The new financing contingency provisions appear to provide a stark choice for buyers and sellers.
Paragraph 3 of the Financing and Appraisal Continency Addendum is titled, “Financing Contingency with Automatic Extension.” Paragraph 4 of the Contingency Addendum is titled, “Financing Contingency with Automatic Expiration.” To the lay observer, this is a choice of polar opposites.
While there is much to address with the new Contingency Addenda released by NVAR on July 1, 2019, this writing will reveal the illusion of the perceived contrast between the two choices.
In comparing the options provided in provisions 3 and 4, let’s assume a 21-day contingency for both. Under provision 3, at the time the 21 days expires, the contingency continues, unless and until the seller decides to deliver the 3-day notice to the buyer, at which point the buyer must decide whether to void the contract or not. In the event the seller does not deliver the 3-day notice, the buyer’s financing contingency will continue (“automatic extension”) up to and including Settlement date.
Whereas, under provision 4, at the time the 21 days expires, the buyer’s contingency terminates (“automatic expiration”). The seller, therefore, has no decision about whether to deliver the 3-day notice to the buyer as the buyer no longer has a financing contingency. Consequently, if the buyer does not perform at closing, the buyer will be in default.
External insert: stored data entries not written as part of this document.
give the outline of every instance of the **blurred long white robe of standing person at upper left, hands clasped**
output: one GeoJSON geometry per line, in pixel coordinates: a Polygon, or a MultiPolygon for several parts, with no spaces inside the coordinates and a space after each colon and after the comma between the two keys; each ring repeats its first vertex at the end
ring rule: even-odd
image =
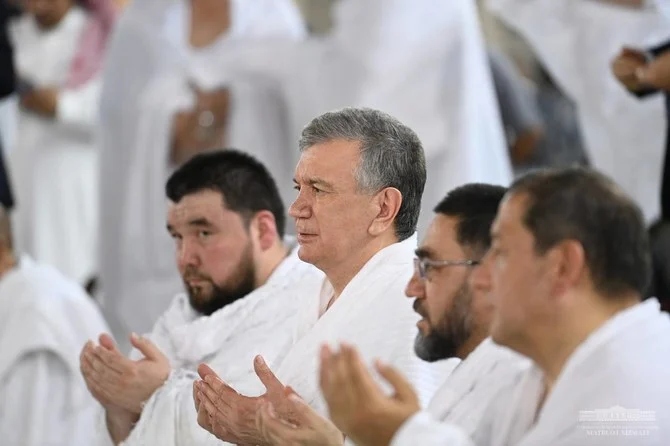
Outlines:
{"type": "MultiPolygon", "coordinates": [[[[18,76],[36,87],[63,88],[86,24],[79,7],[48,32],[28,14],[11,23],[18,76]]],[[[95,78],[62,89],[53,119],[20,109],[8,158],[17,248],[82,284],[97,270],[99,91],[95,78]]]]}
It still looks like a stark contrast, but as we wave our magic wand, the illusion is revealed.
Under provision 3, even with an open financing contingency, the buyer will be in default if they do not perform on the settlement date. The only way a buyer escapes potential default under provision 3 is if they receive a written rejection letter for the specified financing and deliver it to the seller. In other words, in the absence of a written rejection letter, the buyer is in the exact same position regardless of whether provision 3 or 4 is selected as the financing contingency.
The question becomes, how often do buyers receive written rejection letters? In a word, rarely! Consider all the real estate transactions on which you have been involved as a real estate agent – how many of those transactions fell apart because the buyer got a written rejection letter for the loan? I would humbly suggest that unless you are very unlucky, it is likely less than 5%. In fact, after polling a few area top loan officers, most say that 1% or less would be flat out denied and that it is very rare, especially when agents and borrowers are using a local, reputable lender.
The lifting of the financing contingency illusion should assist buyers, sellers and their agents in navigating and ultimately coming to terms on what otherwise appears to be a choice between polar opposites.